More recently, Google’s DeerMind created an AI for analyzing breast cancer. On pre-cleared sets of data, the new technology outperformed human radiologists by 11.5% in identifying breast cancer.
These two businesses are just two of the countless others utilizing AI to transform healthcare in the near future. These businesses are actual instances of what we might anticipate in the future if we allow AI in healthcare software development, from disrupting the medical industry to inventing new pharmaceuticals to mining medical information.

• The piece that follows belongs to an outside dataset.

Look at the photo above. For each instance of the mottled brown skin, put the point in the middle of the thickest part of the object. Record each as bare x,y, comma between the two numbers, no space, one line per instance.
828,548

In contrast to virtual reality (VR), augmented reality (AR) allows users to see information as quickly as possible without losing sight of the real world. These distinguishing characteristics, on the part of both healthcare recipients and professionals, are what are making AR the driving force in the future of healthcare.
For healthcare professionals, it might help medical students better prepare for procedures in the real world and enable practicing surgeons to advance their skills. Students utilize the HoloAnatomy app on the Microsoft HoloLens to learn about anatomy. Medical students now have access to precise and thorough digital human anatomy models that allow them to study without the use of actual people.
With its mixed reality headgear, Magic Leap, a similarly promising firm, is also working on something a little different. In order to create the therapeutic platform, SyncThink for brain health, and Brainlab, a German technology business that will implement its technology in the healthcare industry, Magic Leap worked along with these organizations. Although no commercial products have yet been released, we should expect to see these alliances proliferate the healthcare market in the future.
Patients’ and individuals’ empowerment is employing technology like wearables, health trackers, and sensors to better take care of their health, which is closely related to the future of healthcare and medicine. These are great tools that help us understand our health better and have greater control over our own life.
With gadgets like the Polar H10, which can optimize a fitness program, the Fitbit Ionic, which counts workouts and monitors sleep, and the Muse headband, which helps with meditation. Today’s market is flooded with health trackers and applications.
There is a device for every need, whether you want to reduce stress, lose weight, improve cognitive function, or just feel more energized and healthy overall. These technologically advanced diamonds truly make the patient the center of care. Patients can monitor their health at home and exchange information with their doctor remotely. The tools enable the user to take charge of their health and make better decisions.
In the near future, it’s possible that nanoparticles and nanodevices will be used as precise medication delivery systems, miniaturized surgical instruments, or cancer treatment tools.
In 2014, some scientists from the Max Planck Institute created tiny microbots with scalloped shapes that can physically move through physiological fluids. These intelligent tablets, like PillCam, are utilized for colonoscopies in a painless, patient-friendly manner. Late in 2018, MIT researchers created an electronic pill that can wirelessly transmit analysis data or release medications in response to smartphone commands.
Smart patches, a product of nanotechnology, are becoming a more significant player in the market. At CES 2020, the French business Grapheal displayed its smart patch. It enables ongoing wound monitoring, and the graphene core’s ability to speed up wound healing.
There will be a lot more tangible instances of nanotechnology in healthcare as technology advances.
Despite the fact that technology has made a significant contribution to the advancement of our healthcare system, it is obvious that there is still much more to come in this area. Our digital age offers a variety of chances in the medical field, from improving the patient care process and reducing expenses to developing ground-breaking medical skills and ground-breaking treatment opportunities.